The ‘Midterm Slump’: How to get through the hardest time of the year

(Graphic by Grace Needham | Collegian Media Group)

The weather is changing, planners are overflowing, days are getting shorter and frankly, everything is starting to feel like a mess. The midterm to winter break stretch is notoriously known as the hardest time for college students. While it’s easy to simply survive this next month and a half, here are some tips to help you thrive instead.

Prioritize movement

While exercise is usually the first thing to get put on the back burner when life gets busy, it truly makes a world of difference in mental health and mood. A study done by the Harvard T.H. Chan School of Mental Health found that running for just 15 minutes a day reduces the risk of major depression by 26%. 

Even if running isn’t your thing, exercise in general is shown to have significant health benefits. A benefit of the Chester E. Peters Recreation Complex is their weekly exercise classes. Joining a class is a great way to add some movement to your routine and connect with other students. The classes range from HIT workouts to yoga classes, so there is something for everyone. These resources are at your fingertips and are a convenient way to boost your physical and mental well-being.

Don’t give in to FOMO

FOMO is short for the fear of missing out. I have had to choose between staying in to rest or going out with friends many times throughout college. I promise—this is not the last time your friends will get ice cream or make a sonic run in your college career.

It’s important to get a break from school, but there is also nothing wrong with saying no to plans and using that break for alone time. Doing nothing is doing something! One of the worst ways to enter a burnout cycle is not allowing yourself time to recuperate. Stay in, have a good snack, and get a full eight hours of sleep. Aggieville will still be there next week! The more you push yourself, the more likely you are to get sick as finals week looms. The last thing you want is to miss out on important classes because you packed your schedule too full.

Use external motivation 

One of the easiest ways to motivate yourself is by setting goals and rewarding yourself for them. I always struggle with completing my reading for classes. While I know I could easily skip out, I also know it would help my grade if I do the readings. So, I spread them out throughout the week to make it a little easier to digest. I I do all my readings for the week, I allow myself to have some ice cream. If I don’t finish, no ice cream. 

It’s hard to have enough discipline with yourself, but it truly helps to have something to look forward to while working hard. As the second half of classes start, it’s super important to set up a schedule for success. The more work you spread out now, the less stress during dead week. Adding in a little reward is the easiest way to accomplish tasks regularly.

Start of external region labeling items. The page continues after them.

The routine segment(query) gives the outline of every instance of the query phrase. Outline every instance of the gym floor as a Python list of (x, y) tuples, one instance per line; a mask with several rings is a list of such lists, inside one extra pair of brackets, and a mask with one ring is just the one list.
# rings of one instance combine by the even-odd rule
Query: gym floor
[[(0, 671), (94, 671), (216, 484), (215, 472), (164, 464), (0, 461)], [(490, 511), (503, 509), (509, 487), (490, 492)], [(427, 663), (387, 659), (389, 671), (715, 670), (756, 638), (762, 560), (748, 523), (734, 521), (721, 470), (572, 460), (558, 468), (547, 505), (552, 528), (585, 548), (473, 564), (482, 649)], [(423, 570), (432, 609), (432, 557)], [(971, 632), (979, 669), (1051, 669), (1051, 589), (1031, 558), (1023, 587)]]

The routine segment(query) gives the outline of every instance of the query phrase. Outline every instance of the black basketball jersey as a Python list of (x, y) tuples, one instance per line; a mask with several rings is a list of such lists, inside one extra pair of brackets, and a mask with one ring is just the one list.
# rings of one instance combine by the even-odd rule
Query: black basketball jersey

Know your limits and be grateful for them

I was always an overachiever in high school. Coming to college, I expected myself to be under the same amount of stress as at home. But it’s easy to forget how many things are different when you’re off at school. You’re responsible for more, and a college schedule is much less predictable. The ability to accept that you can’t do as much as you did in high school is an essential lesson to learn. 

One of the best pieces of advice I’ve ever been given is just because you can do everything doesn’t mean you should. If you’re not in that club, you won’t spontaneously combust. If you’re not top of your department, you aren’t a disappointment. Surviving another semester of college is an achievement in itself; treat it as such. The limits our body and brain put on us are there for a reason; be grateful for them! Each week, I like to take time to write down all I have accomplished. Seeing it on paper always helps to keep me grounded and remind me I am not behind or less than anyone else. This is one of the best ways to keep me from spiraling about my need for success!